Lo hanno fatto gli astrofisici del Trinity College di Dublino insieme a quelli del progetto Breakthrough Listen e dell’Onsala Space Observatory in Svezia, grazie a una nuova tecnica che non utilizza un singolo telescopio bensì più telescopi in diverse località, in modo da effettuare ricerche a frequenze molto più basse riducendo i segnali falsamente positivi.
I primi dati raccolti sono pubblicati su Astronomical Journal. L’indagine, ancora alle battute iniziali, ha utilizzato il radiotelescopio irlandese Lofar e la sua controparte svedese a Onsala per osservare obiettivi celesti già segnalati come interessanti dalla missione Gaia dell’Agenzia Spaziale Europea e dalla missione Tess della Nasa.
“Negli ultimi 50 anni – afferma il radioastronomo Evan Keane – sono aumentate costantemente le prove che dimostrano come gli elementi e le condizioni necessarie per la vita siano relativamente comuni nell’universo, il che solleva una delle più grandi domande senza risposta della vita: siamo davvero soli?
Con questo progetto basiamo la nostra ricerca sul presupposto che le civiltà altrove nell’universo possano impiegare tecnologie simili a quelle sviluppate sulla Terra. Di conseguenza le radiofrequenze sono un ambito logico dove cercare intelligenze extraterrestri a causa dell’uso diffuso delle telecomunicazioni e dei radar, e il nostro accesso ai radiotelescopi di prossima generazione offre una grande opportunità per un’immersione profonda nell’universo”.

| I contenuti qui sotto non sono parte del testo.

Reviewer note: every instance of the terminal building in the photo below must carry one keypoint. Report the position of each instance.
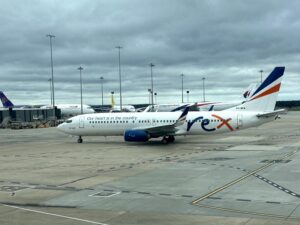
(27, 115)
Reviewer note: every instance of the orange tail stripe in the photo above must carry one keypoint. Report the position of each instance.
(268, 92)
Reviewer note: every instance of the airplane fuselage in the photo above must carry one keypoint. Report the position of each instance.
(108, 124)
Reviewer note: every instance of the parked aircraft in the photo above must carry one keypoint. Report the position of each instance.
(68, 110)
(140, 127)
(201, 106)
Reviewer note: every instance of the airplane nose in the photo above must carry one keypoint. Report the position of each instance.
(61, 127)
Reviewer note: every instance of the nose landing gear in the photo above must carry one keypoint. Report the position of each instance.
(168, 139)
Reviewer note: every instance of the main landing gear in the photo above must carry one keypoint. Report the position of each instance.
(79, 140)
(168, 139)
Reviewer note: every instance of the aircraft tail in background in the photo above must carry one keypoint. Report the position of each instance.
(5, 101)
(264, 98)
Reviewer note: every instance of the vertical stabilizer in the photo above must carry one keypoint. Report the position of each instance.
(264, 97)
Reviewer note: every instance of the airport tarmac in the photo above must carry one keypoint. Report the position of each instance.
(247, 177)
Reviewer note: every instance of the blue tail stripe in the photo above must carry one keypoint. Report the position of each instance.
(276, 73)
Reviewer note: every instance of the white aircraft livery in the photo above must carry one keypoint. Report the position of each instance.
(140, 127)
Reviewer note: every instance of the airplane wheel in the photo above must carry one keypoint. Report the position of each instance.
(164, 140)
(171, 139)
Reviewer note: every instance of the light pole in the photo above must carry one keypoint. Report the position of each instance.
(187, 96)
(203, 79)
(151, 65)
(101, 80)
(52, 78)
(119, 47)
(149, 96)
(80, 69)
(112, 100)
(261, 75)
(182, 87)
(50, 81)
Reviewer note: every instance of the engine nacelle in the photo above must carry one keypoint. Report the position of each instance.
(136, 135)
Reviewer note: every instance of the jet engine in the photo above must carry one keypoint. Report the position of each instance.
(136, 135)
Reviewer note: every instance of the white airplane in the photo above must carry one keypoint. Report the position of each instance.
(140, 127)
(125, 108)
(68, 110)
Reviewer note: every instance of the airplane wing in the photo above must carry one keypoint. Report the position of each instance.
(170, 129)
(274, 113)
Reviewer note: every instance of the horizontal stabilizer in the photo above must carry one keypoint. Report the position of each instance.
(271, 114)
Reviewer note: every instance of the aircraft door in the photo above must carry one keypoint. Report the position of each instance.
(239, 121)
(81, 122)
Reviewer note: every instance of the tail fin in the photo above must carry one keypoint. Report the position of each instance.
(249, 91)
(5, 101)
(265, 96)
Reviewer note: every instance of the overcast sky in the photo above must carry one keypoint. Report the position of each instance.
(225, 41)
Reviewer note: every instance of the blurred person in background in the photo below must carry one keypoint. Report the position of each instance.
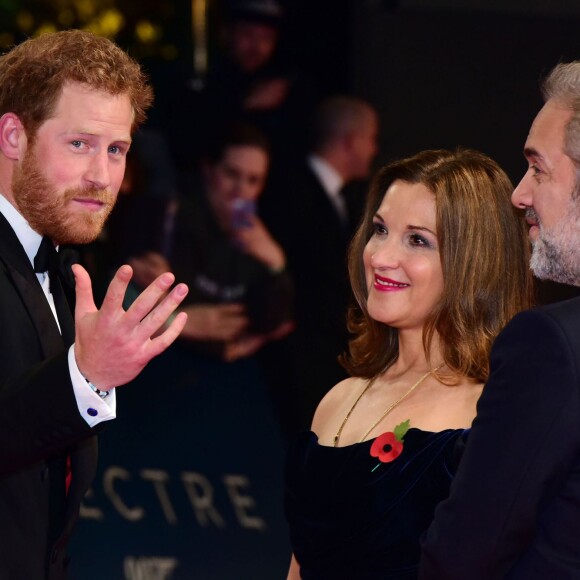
(249, 80)
(312, 218)
(240, 292)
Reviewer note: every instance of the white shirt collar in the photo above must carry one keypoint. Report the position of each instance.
(331, 180)
(29, 239)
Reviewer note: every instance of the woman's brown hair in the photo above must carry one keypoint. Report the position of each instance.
(484, 253)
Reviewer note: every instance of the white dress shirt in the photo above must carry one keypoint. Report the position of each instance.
(86, 398)
(331, 182)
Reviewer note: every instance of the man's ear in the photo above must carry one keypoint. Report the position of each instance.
(13, 138)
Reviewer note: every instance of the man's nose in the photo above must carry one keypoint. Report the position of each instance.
(522, 196)
(98, 174)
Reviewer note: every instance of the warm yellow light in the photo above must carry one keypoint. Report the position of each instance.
(111, 21)
(45, 28)
(66, 18)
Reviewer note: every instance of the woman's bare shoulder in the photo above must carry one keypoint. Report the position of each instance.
(334, 402)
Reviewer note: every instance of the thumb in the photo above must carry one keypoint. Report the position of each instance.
(84, 291)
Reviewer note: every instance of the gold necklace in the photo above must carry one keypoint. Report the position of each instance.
(390, 408)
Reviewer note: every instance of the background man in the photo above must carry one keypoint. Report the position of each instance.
(68, 104)
(514, 508)
(240, 294)
(314, 221)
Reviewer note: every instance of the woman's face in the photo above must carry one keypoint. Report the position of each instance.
(402, 263)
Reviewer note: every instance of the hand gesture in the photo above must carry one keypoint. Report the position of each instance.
(148, 267)
(113, 346)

“Ciò che rende indagini come questa davvero accattivanti – aggiunge il primo autore dello studio, Owen Johnson – è il fatto che stiamo spingendo questi telescopi ai loro limiti assoluti, direzionandoli verso porzioni di cielo considerevoli.
Come risultato, abbiamo l’entusiasmante possibilità di scoprire ogni sorta di fenomeno e, se siamo molto fortunati, anche di incontrare i nostri vicini cosmici”.
A breve il telescopio Lofar “sarà sottoposto a una serie di aggiornamenti graduali su tutte le stazioni in Europa, che consentiranno una ricerca ancora più ampia”, sottolinea il ricercatore. “Abbiamo miliardi di sistemi stellari da esplorare e faremo affidamento su alcune tecniche di apprendimento automatico per vagliare l’immenso volume di dati”.